I managed to pick up the apartment because my then flatmate, a Czech artist named Petr, had recently broken up with his girlfriend and needed another person to help cover rent. Adopted in happier times, to (then mutually) loving owners, Sara was now the product of a broken home. My roommate spoke only Czech, and I wasn't comfortable enough in my own Czech to ask him the details of the relationship, how they'd come to choose to get a cat together, why they broke up. I suppose that, irrespective of the language barrier, I wasn't sure of my own degree of tact.

In his bedroom, which I had inherited – Petr slept in a fold-out sofa in the living room – I come across a collection of photos: Petr and his ex at a horse ranch in Moravia, Petr leading a horse, the woman following him in the photographs with her head turned three quarters away from the camera. Even from the quarter that is visible, you could tell that she was beautiful.

On Petr's weekends away – he owned a motorbike, which he took out on long rides in the countryside – I was left alone with Sara, feeling like a sort of put-upon bachelor, the hapless star of One Man and a Baby. I tried to take care of her the best I could, refilling her kibble bowl, refreshing her water, scooping up her poop, chasing her away from the paints that littered Petr's living space. But I have a bachelor's bumbling way towards children and domestic animals, and I felt largely uncomfortable in my interactions with her. When she drew near, I stroked her head as gingerly as I would that of a stranger's five-year-old.

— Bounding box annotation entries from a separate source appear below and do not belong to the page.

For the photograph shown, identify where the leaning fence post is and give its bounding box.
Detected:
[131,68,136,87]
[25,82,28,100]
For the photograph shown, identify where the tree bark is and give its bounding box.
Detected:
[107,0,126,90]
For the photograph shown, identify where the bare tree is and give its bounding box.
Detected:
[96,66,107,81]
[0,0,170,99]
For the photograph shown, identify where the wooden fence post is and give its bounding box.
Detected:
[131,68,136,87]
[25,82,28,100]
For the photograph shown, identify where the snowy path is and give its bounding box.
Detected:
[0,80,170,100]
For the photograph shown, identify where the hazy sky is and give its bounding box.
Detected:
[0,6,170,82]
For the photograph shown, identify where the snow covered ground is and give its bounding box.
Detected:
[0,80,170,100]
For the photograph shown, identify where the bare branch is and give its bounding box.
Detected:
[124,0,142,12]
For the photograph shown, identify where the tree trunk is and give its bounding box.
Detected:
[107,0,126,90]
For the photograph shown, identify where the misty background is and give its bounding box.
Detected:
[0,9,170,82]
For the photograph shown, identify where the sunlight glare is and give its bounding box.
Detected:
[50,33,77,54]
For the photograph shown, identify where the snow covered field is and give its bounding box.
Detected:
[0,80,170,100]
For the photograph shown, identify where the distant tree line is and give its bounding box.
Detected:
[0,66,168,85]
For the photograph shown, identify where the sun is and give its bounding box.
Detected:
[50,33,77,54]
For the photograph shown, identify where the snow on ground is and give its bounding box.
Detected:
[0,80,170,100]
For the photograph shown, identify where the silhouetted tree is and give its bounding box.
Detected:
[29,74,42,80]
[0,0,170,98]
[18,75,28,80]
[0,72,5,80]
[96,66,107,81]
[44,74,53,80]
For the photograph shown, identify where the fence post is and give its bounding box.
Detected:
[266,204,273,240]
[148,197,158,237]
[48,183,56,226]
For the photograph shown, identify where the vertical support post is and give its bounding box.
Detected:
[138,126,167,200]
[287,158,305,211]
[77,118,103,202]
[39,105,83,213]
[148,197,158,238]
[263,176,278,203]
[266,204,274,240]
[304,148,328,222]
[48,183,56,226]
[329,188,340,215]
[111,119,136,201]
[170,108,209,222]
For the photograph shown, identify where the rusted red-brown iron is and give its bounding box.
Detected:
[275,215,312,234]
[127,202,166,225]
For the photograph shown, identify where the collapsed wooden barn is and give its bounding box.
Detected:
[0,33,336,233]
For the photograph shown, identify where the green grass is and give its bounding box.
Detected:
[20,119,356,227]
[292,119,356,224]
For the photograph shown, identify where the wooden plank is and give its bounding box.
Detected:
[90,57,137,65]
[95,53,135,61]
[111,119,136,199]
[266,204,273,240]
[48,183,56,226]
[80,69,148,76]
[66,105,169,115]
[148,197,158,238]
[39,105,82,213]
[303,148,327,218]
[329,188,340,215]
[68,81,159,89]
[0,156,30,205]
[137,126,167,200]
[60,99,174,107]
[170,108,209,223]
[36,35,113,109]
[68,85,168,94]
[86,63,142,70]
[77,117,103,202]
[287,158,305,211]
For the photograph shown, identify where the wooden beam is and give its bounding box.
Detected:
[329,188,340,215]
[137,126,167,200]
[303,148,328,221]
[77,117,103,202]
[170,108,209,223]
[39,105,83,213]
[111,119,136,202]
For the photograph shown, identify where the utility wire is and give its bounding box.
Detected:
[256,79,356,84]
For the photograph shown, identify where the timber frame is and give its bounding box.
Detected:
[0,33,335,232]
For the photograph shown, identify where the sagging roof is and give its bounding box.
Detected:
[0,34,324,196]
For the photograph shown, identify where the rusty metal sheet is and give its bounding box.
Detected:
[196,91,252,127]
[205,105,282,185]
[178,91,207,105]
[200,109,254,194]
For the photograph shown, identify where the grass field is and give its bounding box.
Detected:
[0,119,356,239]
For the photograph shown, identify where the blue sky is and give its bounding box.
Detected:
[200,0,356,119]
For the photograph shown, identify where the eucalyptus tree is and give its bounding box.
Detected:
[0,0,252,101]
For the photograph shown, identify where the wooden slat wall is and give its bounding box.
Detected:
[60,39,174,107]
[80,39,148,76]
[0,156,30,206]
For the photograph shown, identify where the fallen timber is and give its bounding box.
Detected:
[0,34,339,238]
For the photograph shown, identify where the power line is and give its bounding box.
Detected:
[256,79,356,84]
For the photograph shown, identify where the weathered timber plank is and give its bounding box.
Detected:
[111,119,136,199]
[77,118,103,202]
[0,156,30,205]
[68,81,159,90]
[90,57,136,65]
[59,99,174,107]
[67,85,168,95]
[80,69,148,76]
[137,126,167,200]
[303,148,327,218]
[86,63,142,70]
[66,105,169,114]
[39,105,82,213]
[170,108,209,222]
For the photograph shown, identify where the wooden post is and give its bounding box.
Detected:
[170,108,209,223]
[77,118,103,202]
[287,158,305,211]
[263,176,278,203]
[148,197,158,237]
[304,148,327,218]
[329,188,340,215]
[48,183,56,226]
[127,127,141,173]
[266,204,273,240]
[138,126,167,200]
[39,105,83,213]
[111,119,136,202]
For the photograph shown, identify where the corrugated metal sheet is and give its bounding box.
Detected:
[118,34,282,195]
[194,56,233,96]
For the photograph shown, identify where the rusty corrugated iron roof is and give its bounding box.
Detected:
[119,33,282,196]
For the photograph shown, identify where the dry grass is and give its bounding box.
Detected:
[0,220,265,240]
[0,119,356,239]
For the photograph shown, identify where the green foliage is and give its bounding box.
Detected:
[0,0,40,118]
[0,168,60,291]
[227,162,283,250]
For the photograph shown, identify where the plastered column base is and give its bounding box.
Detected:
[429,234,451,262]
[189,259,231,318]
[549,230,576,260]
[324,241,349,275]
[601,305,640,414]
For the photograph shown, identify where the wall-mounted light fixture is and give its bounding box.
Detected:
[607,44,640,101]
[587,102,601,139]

In November, by the time clouds had rolled in and brought with them the beginning of the Czech winter, Petr told me he couldn't stay anymore. Out of money, he told me he was going to go back to Kolín, to help his friend set up a gallery there. I made arrangements to move to an apartment in Holešovice. As a going-away present, he gave me a painting of the TV Tower in Žižkov. It was good, and I thanked him for it, but, to be honest, I had nowhere to put it. I'd assumed that Petr would take Sara with him, but she disappeared a few days before the move. I suppose she ended up with the ex, or perhaps with another friend. I don't know where she went, in the end, and I've never asked. In any case, I hope she found a place where she was comfortable.